The GP's View: Going outside is the best way to get vital vitamin D
FOLLOWING an urgent review, we are now not going to be advised to take vitamin D supplements to reduce our risk of becoming seriously ill with Covid-19.
We are all told to take the vitamin, which is formed in the skin during sun exposure, in the winter, and many are concerned that staying inside during lockdown has meant we are now at risk of being deficient in the nutrient.
We know that the vitamin is vital for bone health, but apart from that, hard data about its benefits is lacking.

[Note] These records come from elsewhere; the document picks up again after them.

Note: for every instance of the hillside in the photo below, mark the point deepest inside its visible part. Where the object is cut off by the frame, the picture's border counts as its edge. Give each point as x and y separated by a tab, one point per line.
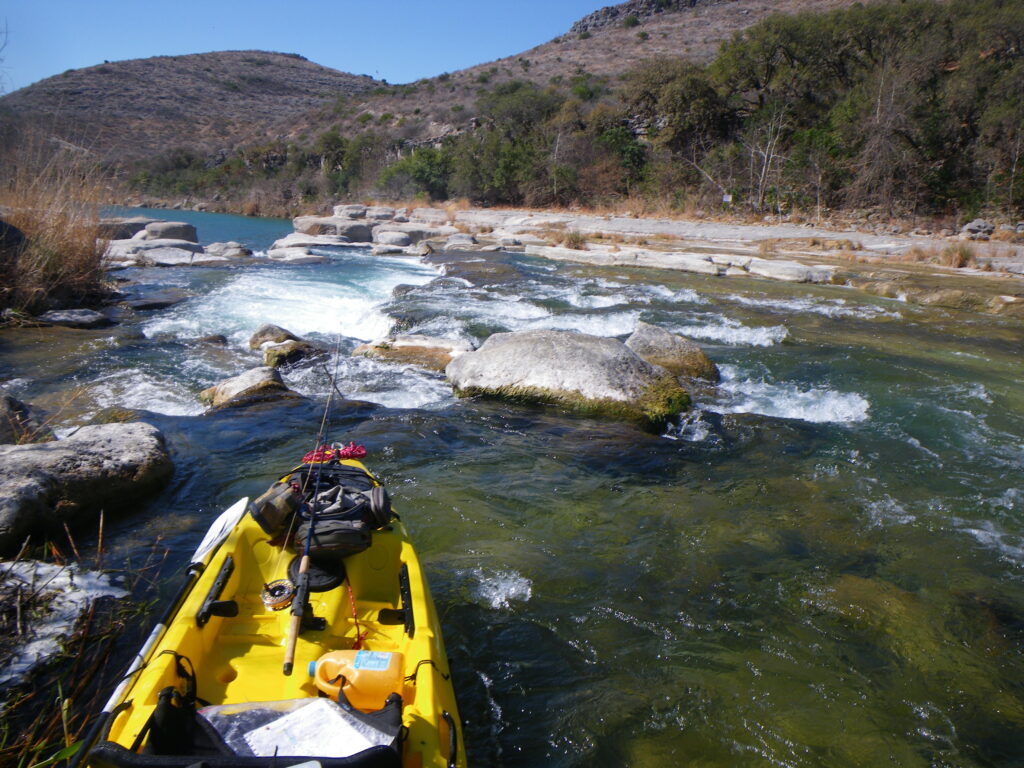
215	102
212	101
599	47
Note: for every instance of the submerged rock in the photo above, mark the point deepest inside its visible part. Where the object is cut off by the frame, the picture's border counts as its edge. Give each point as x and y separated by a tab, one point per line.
290	352
54	596
675	353
272	334
255	385
76	318
427	351
356	231
589	374
229	250
122	228
97	468
22	422
159	299
295	256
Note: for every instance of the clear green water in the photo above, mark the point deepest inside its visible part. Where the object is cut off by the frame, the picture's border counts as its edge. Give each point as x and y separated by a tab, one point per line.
823	566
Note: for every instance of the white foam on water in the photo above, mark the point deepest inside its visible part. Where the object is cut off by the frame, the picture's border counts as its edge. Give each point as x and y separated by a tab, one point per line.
303	301
888	511
691	427
500	588
827	307
733	332
385	384
818	404
68	592
684	295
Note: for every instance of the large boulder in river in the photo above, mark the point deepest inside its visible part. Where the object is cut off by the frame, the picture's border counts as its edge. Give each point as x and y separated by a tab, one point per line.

For instance, while having low levels of vitamin D is associated with an increased incidence of upper respiratory tract infections, are low levels the cause or the effect of the infection?
That's why evidence about the vitamin D status of those with Covid-19 was urgently sought.

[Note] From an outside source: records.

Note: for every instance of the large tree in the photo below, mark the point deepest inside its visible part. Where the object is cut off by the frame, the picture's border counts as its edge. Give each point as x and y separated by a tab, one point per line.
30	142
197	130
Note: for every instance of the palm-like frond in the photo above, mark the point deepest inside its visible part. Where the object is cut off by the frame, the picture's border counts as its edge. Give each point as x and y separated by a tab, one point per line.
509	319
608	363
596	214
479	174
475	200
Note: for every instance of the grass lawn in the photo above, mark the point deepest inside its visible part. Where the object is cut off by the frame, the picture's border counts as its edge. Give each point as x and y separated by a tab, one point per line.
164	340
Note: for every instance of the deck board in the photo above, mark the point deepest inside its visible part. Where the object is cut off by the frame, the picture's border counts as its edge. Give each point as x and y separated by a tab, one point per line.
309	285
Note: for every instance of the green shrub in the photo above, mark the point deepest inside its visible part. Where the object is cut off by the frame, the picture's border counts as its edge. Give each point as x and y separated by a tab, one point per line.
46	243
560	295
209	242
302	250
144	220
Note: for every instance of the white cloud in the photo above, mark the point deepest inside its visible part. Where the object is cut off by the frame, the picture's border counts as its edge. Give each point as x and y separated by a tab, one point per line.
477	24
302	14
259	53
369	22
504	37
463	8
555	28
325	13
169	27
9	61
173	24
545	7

The virus started to spread here at the end of winter, when our vitamin D levels are typically low. The theory is that vitamin D helps to protect the lining of the respiratory tract. It is also likely that it limits the inflammatory response to the virus – and it's this response in the lungs that causes much of the severity of the illness.
However, this week Britain's National Institute for Health and Care Excellence ruled there is not enough good evidence that the vitamin protects against a severe Covid infection.

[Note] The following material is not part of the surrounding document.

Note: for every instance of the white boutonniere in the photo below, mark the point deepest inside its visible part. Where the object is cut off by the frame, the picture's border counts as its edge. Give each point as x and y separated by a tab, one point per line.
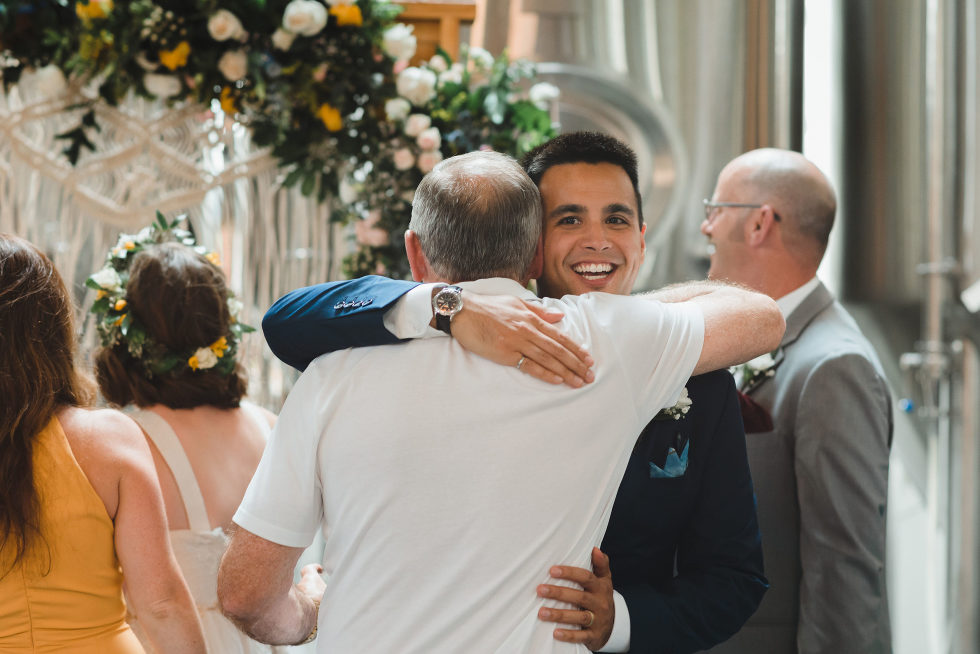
753	372
679	410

The picture is complex and the only advice I can offer is to do your best not to be vitamin D deficient, by eating eggs, red meat and oily fish, and exposing your skin to sunshine, but not excessively.
Also, consider taking a vitamin D supplement as the chances of getting enough sunshine may yet be limited: most doctors recommend getting 1000IU vitamin D3 daily, more than the 10mcg recommended by the government.
However, there has been evidence in the past that naturally derived vitamin D is more effective at preventing osteoporosis than supplements.
Could this be a reason why we hear that Covid-19 is likely to regress with summer weather?